A decisão reformou entendimento do Tribunal Regional do Trabalho da 4ª Região, que havia reconhecido o direito à indenização em favor da ex-companheira. O julgamento foi unânime e manteve apenas as reparações concedidas aos filhos do trabalhador.
O caso reforça a jurisprudência do TST sobre os limites do chamado dano moral em ricochete, aplicado a pessoas próximas da vítima de acidente de trabalho fatal.
Acidente ocorreu durante viagem a serviço
O motorista saiu do município de Tapejara, no Rio Grande do Sul, com destino a Porto Alegre para realizar entrega de mercadorias. No trajeto de retorno, um caminhão que trafegava à frente, transportando carga acima do permitido, invadiu a pista contrária e se envolveu em uma colisão.
Sem tempo hábil para desviar, o caminhoneiro acabou atingindo o veículo à frente e morreu no local. O acidente ocorreu durante o exercício da atividade profissional, o que caracterizou o evento como acidente de trabalho.
Após a morte, os três filhos do empregado e a ex-esposa ingressaram com ação judicial contra a empresa empregadora, pleiteando indenização por danos morais.
TRT reconheceu dano também à ex-esposa
Ao analisar o caso, o TRT da 4ª Região condenou a empresa ao pagamento de indenização aos filhos, com valores diferenciados conforme a idade. Também fixou compensação por danos morais à ex-esposa, ainda que em montante menor.
Para o tribunal regional, o sofrimento decorrente da morte do pai dos três filhos comuns seria suficiente para caracterizar o dano moral indireto suportado pela ex-cônjuge. Assim, entendeu que o abalo emocional seria presumível.

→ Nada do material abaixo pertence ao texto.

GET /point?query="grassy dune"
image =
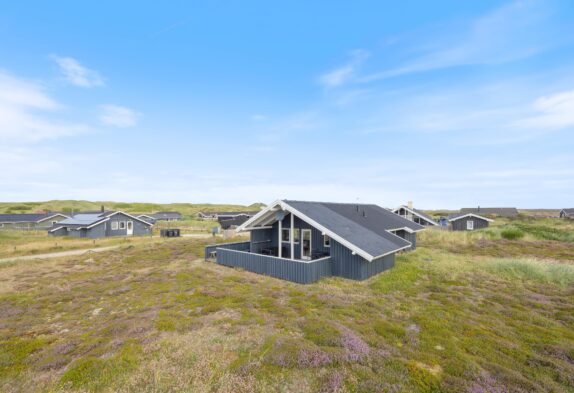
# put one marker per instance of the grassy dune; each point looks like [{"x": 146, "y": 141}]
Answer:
[{"x": 155, "y": 317}]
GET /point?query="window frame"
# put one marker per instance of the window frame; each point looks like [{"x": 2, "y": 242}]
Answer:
[{"x": 288, "y": 235}]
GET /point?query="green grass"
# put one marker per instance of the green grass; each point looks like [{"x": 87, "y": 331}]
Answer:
[{"x": 465, "y": 312}]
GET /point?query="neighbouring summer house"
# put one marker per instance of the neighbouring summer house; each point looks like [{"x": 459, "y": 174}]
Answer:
[
  {"x": 468, "y": 221},
  {"x": 415, "y": 215},
  {"x": 305, "y": 241},
  {"x": 102, "y": 224},
  {"x": 30, "y": 221}
]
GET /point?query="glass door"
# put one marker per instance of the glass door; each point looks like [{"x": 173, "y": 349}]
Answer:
[{"x": 306, "y": 244}]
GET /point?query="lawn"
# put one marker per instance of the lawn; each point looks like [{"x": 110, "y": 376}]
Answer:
[{"x": 463, "y": 313}]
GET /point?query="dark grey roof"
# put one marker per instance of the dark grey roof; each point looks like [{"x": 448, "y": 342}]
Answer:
[
  {"x": 26, "y": 217},
  {"x": 367, "y": 228},
  {"x": 160, "y": 215},
  {"x": 249, "y": 214},
  {"x": 456, "y": 216},
  {"x": 497, "y": 211}
]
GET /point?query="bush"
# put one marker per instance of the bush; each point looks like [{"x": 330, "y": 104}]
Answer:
[{"x": 511, "y": 233}]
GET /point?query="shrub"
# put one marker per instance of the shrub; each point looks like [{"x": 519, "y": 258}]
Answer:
[{"x": 511, "y": 233}]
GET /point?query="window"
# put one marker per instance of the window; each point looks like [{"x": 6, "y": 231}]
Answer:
[{"x": 285, "y": 235}]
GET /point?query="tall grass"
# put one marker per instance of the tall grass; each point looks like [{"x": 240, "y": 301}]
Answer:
[{"x": 532, "y": 270}]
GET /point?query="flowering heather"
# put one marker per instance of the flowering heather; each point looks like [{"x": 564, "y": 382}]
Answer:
[
  {"x": 355, "y": 348},
  {"x": 313, "y": 358}
]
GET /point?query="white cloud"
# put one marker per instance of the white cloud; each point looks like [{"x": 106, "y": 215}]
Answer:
[
  {"x": 554, "y": 111},
  {"x": 118, "y": 116},
  {"x": 514, "y": 31},
  {"x": 19, "y": 121},
  {"x": 77, "y": 74},
  {"x": 341, "y": 75}
]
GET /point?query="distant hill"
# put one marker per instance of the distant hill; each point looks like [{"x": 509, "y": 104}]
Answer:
[{"x": 187, "y": 209}]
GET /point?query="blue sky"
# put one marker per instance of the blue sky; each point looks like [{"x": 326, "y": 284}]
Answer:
[{"x": 447, "y": 104}]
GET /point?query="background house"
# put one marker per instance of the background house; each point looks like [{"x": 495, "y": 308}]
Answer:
[
  {"x": 304, "y": 241},
  {"x": 102, "y": 224},
  {"x": 167, "y": 216},
  {"x": 415, "y": 215},
  {"x": 225, "y": 215},
  {"x": 28, "y": 221},
  {"x": 468, "y": 221},
  {"x": 492, "y": 211}
]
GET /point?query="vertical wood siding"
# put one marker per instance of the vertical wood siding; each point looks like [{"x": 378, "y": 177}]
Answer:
[{"x": 285, "y": 269}]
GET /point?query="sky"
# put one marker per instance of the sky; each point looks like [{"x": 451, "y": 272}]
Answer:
[{"x": 447, "y": 104}]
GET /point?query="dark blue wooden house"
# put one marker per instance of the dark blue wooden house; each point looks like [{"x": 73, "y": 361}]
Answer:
[{"x": 304, "y": 241}]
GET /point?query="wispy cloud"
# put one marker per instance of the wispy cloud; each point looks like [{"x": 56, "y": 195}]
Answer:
[
  {"x": 551, "y": 112},
  {"x": 20, "y": 102},
  {"x": 118, "y": 116},
  {"x": 342, "y": 74},
  {"x": 514, "y": 31},
  {"x": 77, "y": 74}
]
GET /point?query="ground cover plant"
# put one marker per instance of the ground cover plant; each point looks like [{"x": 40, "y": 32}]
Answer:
[{"x": 450, "y": 317}]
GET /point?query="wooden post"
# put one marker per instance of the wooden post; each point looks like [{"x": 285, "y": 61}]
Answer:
[{"x": 292, "y": 238}]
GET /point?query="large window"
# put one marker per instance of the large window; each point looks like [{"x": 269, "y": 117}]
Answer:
[
  {"x": 296, "y": 235},
  {"x": 285, "y": 235}
]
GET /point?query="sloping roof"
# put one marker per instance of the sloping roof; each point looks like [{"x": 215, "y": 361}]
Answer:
[
  {"x": 160, "y": 215},
  {"x": 250, "y": 214},
  {"x": 458, "y": 216},
  {"x": 88, "y": 220},
  {"x": 498, "y": 211},
  {"x": 27, "y": 217},
  {"x": 417, "y": 212},
  {"x": 365, "y": 229}
]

Inconformada, a empresa recorreu ao TST, sustentando que não havia prova de convivência, dependência emocional ou vínculo afetivo atual entre o trabalhador e a ex-esposa.
TST exige prova de vínculo afetivo
No julgamento do recurso, o relator, ministro Breno Medeiros, destacou que o TST admite a indenização por dano moral reflexo em casos de morte decorrente de acidente de trabalho. Contudo, essa presunção é restrita ao núcleo familiar básico.
Segundo o entendimento consolidado, cônjuge, companheiro(a), filhos e pais não precisam comprovar o vínculo afetivo, pois ele é presumido. Para ex-cônjuges ou outras pessoas fora desse núcleo, a prova da relação íntima e contínua é indispensável.
No caso concreto, o ministro observou que não havia elementos que demonstrassem convivência ou laço afetivo atual entre a ex-esposa e o trabalhador. O simples fato de serem pais dos mesmos filhos não foi considerado suficiente para caracterizar o dano moral em ricochete.
Decisão foi unânime
Com esse fundamento, a 5ª Turma afastou a indenização concedida à ex-esposa e manteve apenas as reparações fixadas em favor dos filhos do caminhoneiro. O colegiado concluiu que o sofrimento experimentado pelos filhos não se transfere automaticamente a terceiros.
A decisão reafirma a necessidade de prova concreta do vínculo afetivo quando o pedido de indenização parte de pessoa que não integra o núcleo familiar básico da vítima. O julgamento foi unânime.
O entendimento reforça a segurança jurídica em ações dessa natureza e delimita os critérios para o reconhecimento do dano moral indireto no âmbito da Justiça do Trabalho.